Alert
An alert is a set of consecutive named queries calculated on a regular basis.
A set of queries is calculated once a minute. The resulting query value specified in the settings is compared to the preset threshold values.
If the result of the query specified in the settings reaches the preset threshold value, Monitoring changes the alert status to Alarm
or Warning
and notifies the user via a notification channel.
Alert statuses
An alert can have one of the following statuses:
Status | Description |
---|---|
OK |
The metric value is within the specified normal threshold. |
Warning |
The metric value has reached the Warning threshold. |
Alarm |
The metric value has reached the Alarm critical status threshold. |
No data |
Lack of metric data to calculate the alert function. |
Error |
The alert value cannot be calculated. |
Alert evaluation history
Alert evaluation history is represented as a chart that consists of columns colored depending on the alert status as of its calculation.
To navigate through history, you can choose one of the preset output scales:
1h
: 1 hour1d
: 1 day1w
: 1 week1m
: 1 month
The minimum history output scale is 1h
: each column in a chart shows the alert status for the respective minute. For big output scales, the column color is made up of the statuses calculated within the interval.
By clicking a column, you bring up the alert settings information as of the selected evaluation point.
Note
When drawing data from the evaluation history, the alert status is re-evaluated and presented in the Evaluation status field.
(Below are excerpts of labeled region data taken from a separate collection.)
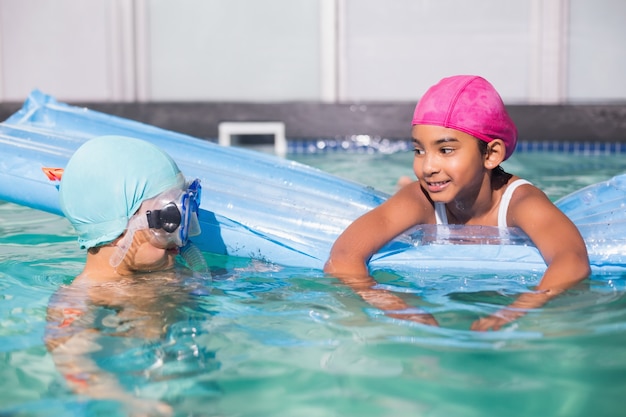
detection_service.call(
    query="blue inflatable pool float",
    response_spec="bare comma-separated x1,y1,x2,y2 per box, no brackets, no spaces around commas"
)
0,91,626,273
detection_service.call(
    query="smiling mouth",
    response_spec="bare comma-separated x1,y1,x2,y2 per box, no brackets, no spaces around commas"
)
426,181,450,192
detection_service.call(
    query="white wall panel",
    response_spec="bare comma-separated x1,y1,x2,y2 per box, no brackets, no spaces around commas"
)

The alert status in the history may differ from the current evaluation result due to the specifics of historical data decimation or delays in data delivery to Monitoring.
Alert settings
Alert settings are configured when creating an alert. You can edit them after you save the alert.
Queries
This is a set of queries that return a line or multiple lines.
You can:
- Disable query calculation by clicking
and selecting Deactivate. Links to queries that are not calculated will return errors. - Hide query calculation results from the chart by clicking
. - Display query calculation results on the chart by clicking
.
Alert triggers
Test query
Name of query to whose calculation result an aggregation function applies.
Aggregation function
Aggregation function is applied to the test query calculation results.
Aggregation function | Description |
---|---|
At least one value | At least one metric value in the query exceeds the thresholds set in the specified period. |
All values | All metric values in the query exceed the thresholds set in the specified period. |
Average | Calculates an average value for each metric in the specified period. For example, if a query returns two metrics, Monitoring calculates an average value for each of them in the specified window. |
Count | Calculates the number of metric values in the specified period. |
Last value | Uses the latest metric value in the specified period. If Yandex Monitoring could not obtain the metric value, it changes the alert status to No data . |
Maximum | Uses the maximum metric value in the specified period. |
Minimum | Uses the minimum metric value in the specified period. |
Sum | Calculates the sum of values for each metric in the specified period. |
For example, to track the latest metric value within the last 15 minutes, select the Last function and set the evaluation window to 15m
.
Comparison function
Comparison functions are applied to aggregation function calculation results and the Warning and Alarm threshold values. If an aggregated value matches the threshold one, Monitoring changes the alert status.
Warning
Threshold value upon which the alert status changes to Warning
.
Alarm
Threshold value upon which the alert status changes to Alarm
.
Evaluation window
Time interval for which the aggregation function is calculated. The window allows to exclude sudden changes in metric values by only responding to changes over a longer period.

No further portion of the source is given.